US ties with Saudi Arabia have been tense under Mr Biden’s administration, which has criticised the kingdom on human rights issues.
During his last term in office Mr Netanyahu took significant steps to end Israel’s regional isolation by normalising ties with the United Arab Emirates, Bahrain, Morocco and Sudan.
Saudi Arabian leaders hosted Mr Netanyahu for secret talks and recently agreed to open Saudi air space to Israeli planes but Riyadh linked diplomatic relations with the establishment of a Palestinian state.
Both states view Iran as a regional threat and there are reports of extensive clandestine intelligence and military co-operation between the two countries.
Mr Netanyahu’s comments came despite the fact that he is poised to head the most radical, right-wing government in Israel’s history with coalition partners, while much of his own Likud party supports annexation of the West Bank. A coalition agreement signed with the far-right Religious Zionism party gives that party’s leader, Bezalel Smotrich, control over day-to-day affairs in the West Bank.
Addressing the agreement, Mr Netanyahu denied handing over decision-making in the West Bank. “In fact, all the decisions will be made by me and the defence minister,” he said. “My party, the Likud, will make up half of the coalition.

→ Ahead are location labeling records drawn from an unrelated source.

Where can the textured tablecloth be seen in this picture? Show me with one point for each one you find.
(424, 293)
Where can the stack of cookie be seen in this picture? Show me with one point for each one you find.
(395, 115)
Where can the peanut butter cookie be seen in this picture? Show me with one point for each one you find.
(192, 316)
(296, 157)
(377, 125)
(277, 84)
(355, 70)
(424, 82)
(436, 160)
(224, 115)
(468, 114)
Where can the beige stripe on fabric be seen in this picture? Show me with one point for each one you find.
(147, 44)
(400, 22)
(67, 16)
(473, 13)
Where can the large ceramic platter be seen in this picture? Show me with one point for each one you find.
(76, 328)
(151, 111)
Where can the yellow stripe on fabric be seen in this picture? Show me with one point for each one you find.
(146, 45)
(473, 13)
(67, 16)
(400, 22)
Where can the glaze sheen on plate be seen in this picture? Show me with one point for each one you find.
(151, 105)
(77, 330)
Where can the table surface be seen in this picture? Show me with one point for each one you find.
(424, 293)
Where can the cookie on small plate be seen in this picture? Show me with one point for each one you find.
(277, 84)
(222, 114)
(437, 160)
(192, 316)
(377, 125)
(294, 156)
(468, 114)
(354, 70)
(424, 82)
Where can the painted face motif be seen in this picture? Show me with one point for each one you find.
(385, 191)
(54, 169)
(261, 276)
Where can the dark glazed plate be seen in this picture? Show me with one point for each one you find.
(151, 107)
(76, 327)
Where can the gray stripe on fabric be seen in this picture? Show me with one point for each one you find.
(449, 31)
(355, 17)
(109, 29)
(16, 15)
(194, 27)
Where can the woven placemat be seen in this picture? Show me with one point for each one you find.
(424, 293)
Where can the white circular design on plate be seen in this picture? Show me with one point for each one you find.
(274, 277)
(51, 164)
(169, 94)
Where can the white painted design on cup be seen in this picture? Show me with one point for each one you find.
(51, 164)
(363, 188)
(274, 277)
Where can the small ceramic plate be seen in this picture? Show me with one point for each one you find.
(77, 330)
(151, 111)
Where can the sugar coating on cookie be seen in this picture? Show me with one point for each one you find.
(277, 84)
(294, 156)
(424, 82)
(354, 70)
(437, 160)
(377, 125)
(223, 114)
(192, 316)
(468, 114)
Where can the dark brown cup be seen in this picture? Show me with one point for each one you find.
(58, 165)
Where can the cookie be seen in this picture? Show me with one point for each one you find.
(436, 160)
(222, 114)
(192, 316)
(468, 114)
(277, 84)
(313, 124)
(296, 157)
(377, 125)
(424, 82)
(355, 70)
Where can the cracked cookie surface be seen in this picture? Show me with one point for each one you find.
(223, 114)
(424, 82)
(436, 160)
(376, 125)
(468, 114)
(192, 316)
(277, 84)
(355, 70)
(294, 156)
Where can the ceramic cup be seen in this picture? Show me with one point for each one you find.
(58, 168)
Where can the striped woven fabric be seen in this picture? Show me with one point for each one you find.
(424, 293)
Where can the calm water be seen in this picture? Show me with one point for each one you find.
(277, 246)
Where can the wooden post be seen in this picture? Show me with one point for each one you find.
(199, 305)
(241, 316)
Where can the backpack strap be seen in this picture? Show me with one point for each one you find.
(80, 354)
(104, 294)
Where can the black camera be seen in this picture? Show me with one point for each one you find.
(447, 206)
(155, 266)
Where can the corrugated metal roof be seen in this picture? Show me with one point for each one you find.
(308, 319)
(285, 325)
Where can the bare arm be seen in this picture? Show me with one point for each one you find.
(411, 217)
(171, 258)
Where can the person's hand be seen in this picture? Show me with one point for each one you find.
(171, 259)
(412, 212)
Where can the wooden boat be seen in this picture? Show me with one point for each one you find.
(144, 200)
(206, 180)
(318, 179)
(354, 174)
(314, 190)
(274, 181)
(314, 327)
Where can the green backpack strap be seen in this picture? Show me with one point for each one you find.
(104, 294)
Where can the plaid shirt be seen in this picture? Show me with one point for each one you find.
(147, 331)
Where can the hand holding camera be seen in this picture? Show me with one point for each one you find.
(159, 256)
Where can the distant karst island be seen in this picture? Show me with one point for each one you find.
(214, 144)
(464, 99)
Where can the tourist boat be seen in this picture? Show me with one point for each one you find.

The other members will work according to our policies.”
However, shortly after the interview, in an effort to appease Mr Smotrich, Likud was quick to issue a statement clarifying that Mr Netanyahu was referring to policy decisions on matters of security.
The clarification prompted outgoing prime minister Yair Lapid to repeat his argument that Mr Netanyahu is being held hostage by his far-right partners.